Regaining her resolve, she set out to enter the Woods in earnest, as armed and prepared as one could be for the Unknown.

As she passed the lodge, she made a point of stopping by the nearest cabin to offer one final moment of silence for three adventurers of such recent, yet very eventful, acquaintance.

Near the edge of the Camp Stilton grounds, the dirt road that wound through the camp led into the forest proper. Though the trees were already a strong presence in and around the camp, they practically formed a solid wall along the shallow stream at the edge of the grounds, that, according to the map, would bend a little ways downshore of Stilton to empty into the sea near the last big bend before the curve of the peninsula. The covered wooden bridge crossing it striking her as looking more like a tunnel into the woods.

Though the bridge was old and creaky, and slightly warped, it still held, a testament to the craftsmanship of its builders. Little more than a trickle ran beneath it compared to the size of the riverbed, the Amarrack clearly at low ebb, which she could easily cross on foot if the bridge was too frail, she didn’t care to leave any wet footprints so close to her starting point.
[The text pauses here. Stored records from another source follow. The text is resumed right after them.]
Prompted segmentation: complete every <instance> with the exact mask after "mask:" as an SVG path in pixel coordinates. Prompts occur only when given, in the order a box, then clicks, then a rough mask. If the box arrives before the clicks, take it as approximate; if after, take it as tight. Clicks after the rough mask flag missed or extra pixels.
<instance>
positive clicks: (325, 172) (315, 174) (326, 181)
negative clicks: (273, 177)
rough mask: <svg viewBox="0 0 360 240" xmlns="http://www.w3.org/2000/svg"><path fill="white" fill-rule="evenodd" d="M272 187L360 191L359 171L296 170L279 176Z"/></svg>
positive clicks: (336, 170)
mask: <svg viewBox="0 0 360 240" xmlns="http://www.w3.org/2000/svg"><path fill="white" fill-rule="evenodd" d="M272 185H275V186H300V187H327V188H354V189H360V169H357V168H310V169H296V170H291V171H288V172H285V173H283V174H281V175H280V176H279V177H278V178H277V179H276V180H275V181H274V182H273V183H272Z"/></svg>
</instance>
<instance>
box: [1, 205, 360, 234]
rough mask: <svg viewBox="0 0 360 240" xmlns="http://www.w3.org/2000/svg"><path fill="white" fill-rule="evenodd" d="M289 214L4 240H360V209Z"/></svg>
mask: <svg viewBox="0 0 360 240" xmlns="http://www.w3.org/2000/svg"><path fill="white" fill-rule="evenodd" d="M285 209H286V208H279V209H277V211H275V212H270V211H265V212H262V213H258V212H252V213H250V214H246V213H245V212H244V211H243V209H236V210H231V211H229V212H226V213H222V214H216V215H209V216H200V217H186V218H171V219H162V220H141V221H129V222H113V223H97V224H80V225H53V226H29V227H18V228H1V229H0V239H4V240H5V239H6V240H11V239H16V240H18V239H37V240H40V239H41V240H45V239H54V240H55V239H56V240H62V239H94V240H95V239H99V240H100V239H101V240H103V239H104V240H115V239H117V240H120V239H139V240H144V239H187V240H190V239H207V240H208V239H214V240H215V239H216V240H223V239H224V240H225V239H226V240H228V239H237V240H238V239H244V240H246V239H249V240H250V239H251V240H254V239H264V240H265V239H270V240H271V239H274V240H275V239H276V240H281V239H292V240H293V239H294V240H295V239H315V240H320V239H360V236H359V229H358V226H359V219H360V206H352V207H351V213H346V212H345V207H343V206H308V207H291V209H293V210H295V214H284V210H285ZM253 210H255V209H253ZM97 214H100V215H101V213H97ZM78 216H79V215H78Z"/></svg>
On the other side, the tree canopy fairly seemed to lean over the old dirt road on both sides, allowing only a scant, golden-green light to filter down to them through layers of leaves. Scenery she might have found rustic and scenic, if it didn’t feel so ominous. Even here, so close to the shore, the salty, briny smell of the sea became ever more muted, and the pungent, primal scents of the Woods began to take over, the sound of the tide completely lost.

Resisting the temptation to look back, she put one foot forward, then the other.
Chapter End Notes:
Sorry I took so long posting this; it turned out to require a lot more revision than I originally thought, in order to make it a functional stand-alone story for anyone not acquainted with the Tradewinds series. This little wayside story started out as a horrifying thought I had while writing the early chapters of Tradewinds 20, what might have been had things gone a little differently. Chapter four was probably the trickiest single chapter to write in the rough draft, finding myself as white-knuckled with the pen as any of them with their weapons, repeatedly painting myself into a corner, desperate to avoid a [I]deus ex[/I]. But damn, that Erix is a real piece of work, and even I underestimated him, as he just kept turning the ta-bles. Though I’m glad his previous defeat back in Anchor Point didn’t cause any Villain Decay, it also served as a measure of how much the main characters had leveled up since their first battle with him, that they could also keep holding him off until Roxy’s surprise attack broke the stalemate. The rest was a natural extension of following how Roxy handled the remainder of the Camp Stilton scenario on her own, a grim character study of a survivor type.